Thanks to a concerned student, the University of Nebraska-Lincoln’s TIPS Incident Reporting System now has the option for students to report mental health and well-being related tips. 

The option was added to the system in October after sophomore forensic science major Emma Sidel sent an email to Awareity, a service on the UNL website that allows people to select an incident type and report a related tip. The organization connected her to Vice Chancellor of Business and Finance William Nunez and Executive Specialist for Business and Finance Jordan Malone who help manage the tip reporting system. 

Sidel then discussed the idea with Counseling and Psychological Services Director Tricia Besett-Alesch and the Director of Big Red Resilience & Well-Being Connie Boehm.

“I had a meeting with all of them, and we talked about what the system is lacking and what we can do to make it better,” Sidel said.

Sidel said her idea was inspired by an app called SafeUT that she used when she lived in Utah. She said the app allows students to talk with a crisis counselor, start a call, submit a tip to a school or look at tips they had submitted in the past. She also said she used the service to help friends who were struggling with their mental health.

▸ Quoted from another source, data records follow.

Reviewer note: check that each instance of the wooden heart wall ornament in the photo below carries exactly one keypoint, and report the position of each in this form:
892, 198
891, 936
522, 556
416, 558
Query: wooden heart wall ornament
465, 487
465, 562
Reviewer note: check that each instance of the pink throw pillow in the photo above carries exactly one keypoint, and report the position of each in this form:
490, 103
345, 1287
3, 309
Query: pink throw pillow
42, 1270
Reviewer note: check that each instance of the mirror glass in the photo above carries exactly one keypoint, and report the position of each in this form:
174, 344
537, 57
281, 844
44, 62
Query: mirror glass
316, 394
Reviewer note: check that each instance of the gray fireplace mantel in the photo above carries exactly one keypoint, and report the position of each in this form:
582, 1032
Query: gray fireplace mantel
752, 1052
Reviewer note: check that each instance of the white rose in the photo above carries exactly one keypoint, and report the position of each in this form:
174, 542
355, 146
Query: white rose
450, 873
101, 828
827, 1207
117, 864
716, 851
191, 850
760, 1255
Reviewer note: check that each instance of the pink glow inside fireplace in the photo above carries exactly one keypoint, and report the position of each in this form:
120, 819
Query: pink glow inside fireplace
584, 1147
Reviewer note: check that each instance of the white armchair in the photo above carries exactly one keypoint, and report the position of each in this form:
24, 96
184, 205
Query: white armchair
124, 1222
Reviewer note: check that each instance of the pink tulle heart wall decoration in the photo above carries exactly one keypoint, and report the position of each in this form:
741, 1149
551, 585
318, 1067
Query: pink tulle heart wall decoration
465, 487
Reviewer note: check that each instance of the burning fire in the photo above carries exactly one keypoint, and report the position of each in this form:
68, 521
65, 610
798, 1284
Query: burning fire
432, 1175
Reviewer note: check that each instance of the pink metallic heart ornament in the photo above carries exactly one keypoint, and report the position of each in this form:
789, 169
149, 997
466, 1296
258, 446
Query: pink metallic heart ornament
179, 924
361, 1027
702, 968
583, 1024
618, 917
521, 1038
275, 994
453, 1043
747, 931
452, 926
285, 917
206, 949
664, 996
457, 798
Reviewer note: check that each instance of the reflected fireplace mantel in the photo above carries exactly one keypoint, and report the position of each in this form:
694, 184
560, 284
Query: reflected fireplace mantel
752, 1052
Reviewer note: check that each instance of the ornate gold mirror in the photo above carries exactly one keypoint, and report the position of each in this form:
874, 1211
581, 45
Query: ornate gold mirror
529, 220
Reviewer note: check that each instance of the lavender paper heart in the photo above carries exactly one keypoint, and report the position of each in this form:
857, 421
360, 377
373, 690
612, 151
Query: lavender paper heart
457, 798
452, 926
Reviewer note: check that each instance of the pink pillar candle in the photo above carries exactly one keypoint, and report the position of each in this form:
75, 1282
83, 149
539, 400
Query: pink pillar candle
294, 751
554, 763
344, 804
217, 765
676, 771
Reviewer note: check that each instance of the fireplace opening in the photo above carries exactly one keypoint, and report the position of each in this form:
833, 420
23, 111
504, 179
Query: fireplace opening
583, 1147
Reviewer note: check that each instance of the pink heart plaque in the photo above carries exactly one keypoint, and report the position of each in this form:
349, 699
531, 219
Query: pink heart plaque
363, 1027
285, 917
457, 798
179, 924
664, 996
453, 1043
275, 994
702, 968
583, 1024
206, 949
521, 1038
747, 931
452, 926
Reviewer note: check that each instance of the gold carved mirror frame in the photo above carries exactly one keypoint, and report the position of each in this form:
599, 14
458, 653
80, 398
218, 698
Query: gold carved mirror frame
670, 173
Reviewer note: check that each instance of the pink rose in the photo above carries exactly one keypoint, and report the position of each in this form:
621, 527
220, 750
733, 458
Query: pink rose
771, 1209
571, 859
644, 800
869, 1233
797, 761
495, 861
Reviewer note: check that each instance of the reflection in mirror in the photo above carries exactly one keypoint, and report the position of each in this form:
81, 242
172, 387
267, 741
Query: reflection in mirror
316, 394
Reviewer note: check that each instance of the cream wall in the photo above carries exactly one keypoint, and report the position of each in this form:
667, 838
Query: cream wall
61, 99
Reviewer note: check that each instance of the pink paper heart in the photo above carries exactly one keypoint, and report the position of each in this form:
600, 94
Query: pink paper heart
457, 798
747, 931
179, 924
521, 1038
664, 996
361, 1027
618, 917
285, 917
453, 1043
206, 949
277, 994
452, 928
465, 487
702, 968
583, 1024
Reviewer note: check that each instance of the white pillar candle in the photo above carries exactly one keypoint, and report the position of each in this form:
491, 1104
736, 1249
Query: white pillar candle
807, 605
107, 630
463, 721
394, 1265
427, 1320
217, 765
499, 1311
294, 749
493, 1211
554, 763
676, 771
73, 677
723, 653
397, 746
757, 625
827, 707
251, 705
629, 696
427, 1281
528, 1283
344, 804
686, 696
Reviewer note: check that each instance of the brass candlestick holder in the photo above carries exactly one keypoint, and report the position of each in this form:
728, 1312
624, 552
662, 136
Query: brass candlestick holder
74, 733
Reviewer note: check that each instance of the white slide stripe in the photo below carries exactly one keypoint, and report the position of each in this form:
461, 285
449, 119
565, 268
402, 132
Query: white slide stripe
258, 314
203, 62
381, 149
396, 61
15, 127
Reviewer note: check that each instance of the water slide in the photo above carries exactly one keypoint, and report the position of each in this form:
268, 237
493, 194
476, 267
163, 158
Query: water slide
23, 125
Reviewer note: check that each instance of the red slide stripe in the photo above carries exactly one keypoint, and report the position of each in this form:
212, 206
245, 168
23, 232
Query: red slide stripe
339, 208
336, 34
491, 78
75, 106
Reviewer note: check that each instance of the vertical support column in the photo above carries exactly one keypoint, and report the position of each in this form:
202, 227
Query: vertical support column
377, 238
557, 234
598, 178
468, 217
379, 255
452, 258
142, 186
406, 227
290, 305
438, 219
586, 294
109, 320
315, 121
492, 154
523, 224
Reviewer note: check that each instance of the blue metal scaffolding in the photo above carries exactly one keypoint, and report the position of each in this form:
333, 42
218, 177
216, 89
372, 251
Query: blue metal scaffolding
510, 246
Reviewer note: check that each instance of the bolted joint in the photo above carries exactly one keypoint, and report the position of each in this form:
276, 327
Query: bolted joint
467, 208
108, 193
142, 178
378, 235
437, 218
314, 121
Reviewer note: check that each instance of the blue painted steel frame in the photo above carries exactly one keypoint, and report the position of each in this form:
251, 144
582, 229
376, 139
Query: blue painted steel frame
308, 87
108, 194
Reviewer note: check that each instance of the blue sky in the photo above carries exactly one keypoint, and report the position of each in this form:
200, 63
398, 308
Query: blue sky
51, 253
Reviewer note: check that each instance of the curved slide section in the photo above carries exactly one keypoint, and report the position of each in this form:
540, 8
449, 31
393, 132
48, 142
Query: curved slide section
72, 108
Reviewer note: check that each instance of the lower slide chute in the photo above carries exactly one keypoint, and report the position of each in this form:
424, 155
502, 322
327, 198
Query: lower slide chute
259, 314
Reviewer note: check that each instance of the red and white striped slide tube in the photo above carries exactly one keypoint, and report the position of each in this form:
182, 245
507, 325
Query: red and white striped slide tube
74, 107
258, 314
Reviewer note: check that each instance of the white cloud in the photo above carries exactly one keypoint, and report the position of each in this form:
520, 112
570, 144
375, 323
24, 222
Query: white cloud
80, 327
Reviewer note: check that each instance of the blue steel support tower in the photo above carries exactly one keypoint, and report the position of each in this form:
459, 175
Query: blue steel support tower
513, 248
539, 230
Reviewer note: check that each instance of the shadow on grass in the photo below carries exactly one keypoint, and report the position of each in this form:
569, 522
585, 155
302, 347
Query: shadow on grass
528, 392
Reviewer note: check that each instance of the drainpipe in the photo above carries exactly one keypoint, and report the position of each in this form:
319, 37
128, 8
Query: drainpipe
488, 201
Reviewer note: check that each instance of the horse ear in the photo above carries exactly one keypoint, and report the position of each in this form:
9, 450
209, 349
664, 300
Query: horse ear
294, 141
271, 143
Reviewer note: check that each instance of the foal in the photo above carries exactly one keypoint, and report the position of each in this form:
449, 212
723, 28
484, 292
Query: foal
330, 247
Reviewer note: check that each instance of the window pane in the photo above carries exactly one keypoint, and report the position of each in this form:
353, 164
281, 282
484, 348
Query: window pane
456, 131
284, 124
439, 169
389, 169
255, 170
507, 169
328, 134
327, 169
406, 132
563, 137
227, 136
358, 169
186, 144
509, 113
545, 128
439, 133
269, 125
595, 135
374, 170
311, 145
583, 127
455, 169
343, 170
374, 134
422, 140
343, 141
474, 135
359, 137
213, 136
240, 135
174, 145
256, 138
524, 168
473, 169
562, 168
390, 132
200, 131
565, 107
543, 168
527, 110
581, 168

“I used the app to chat with a crisis counselor to figure out what I should do and how I could help my friends,” she said.

Sidel said this experience helped shape the way she addresses mental health, and she thought there should be something like the SafeUT app available at UNL.

“In high school you could just go to your school counselor and ask them to check in on a student, but in college you can’t really do that,” she said.

Now, someone can submit a mental health and well-being related tip, and, according to Nunez, it will be sent to CAPS and Big Red Resilience & Well-Being.

Sidel said she believes the mental health tip option can provide assistance for students or faculty members when they are dealing with a mental health related issue and do not know where to turn.

If someone thinks a friend could be in need of mental health assistance, Sidel said they are probably right and should do something about it.

According to Sidel, the tip option is not intended for crises that need immediate attention. Someone in an emergency can contact CAPS, call the UNL police department, dial 911 or call the National Suicide Prevention Lifeline.

“This is only the beginning of what we’re trying to do,” Sidel said. “It’s kind of an intermediate step until we can get long-term solutions.”

Through her work as an Association of Students of the University of Nebraska’s Campus Life and Safety Committee member, Sidel said her goal for the future is to make mental health tip reporting more accessible and cut down on response time as much as possible. She wants to do this by making an app and said she has been working with Nunez, Malone, Boehm and Besett-Alesch to make it happen.

“I want to create a completely comprehensive space on the app that has pretty much anything safety related,” she said. “It’d all be streamlined, so you don’t have to go to eight different websites to figure out where to find things.”

The planning process for the app is still underway, and it’s yet to be determined whether the app will be an addition to the existing UNL app or something entirely separate. 

Either way, Nunez said he hopes the updates help the university keep up with the evolution of technology and provide optimal tools for the student body.

“We want to do it smart; we want to do it right,” he said. “And we want it to have some duration.”

This article was modified at 5:58 p.m. on Nov. 11 to change the headline in order to clarify that the TIPS Incident Reporting System was not added to the UNL website, but rather, a mental health and well-being component was added to the TIPS Incident Reporting System.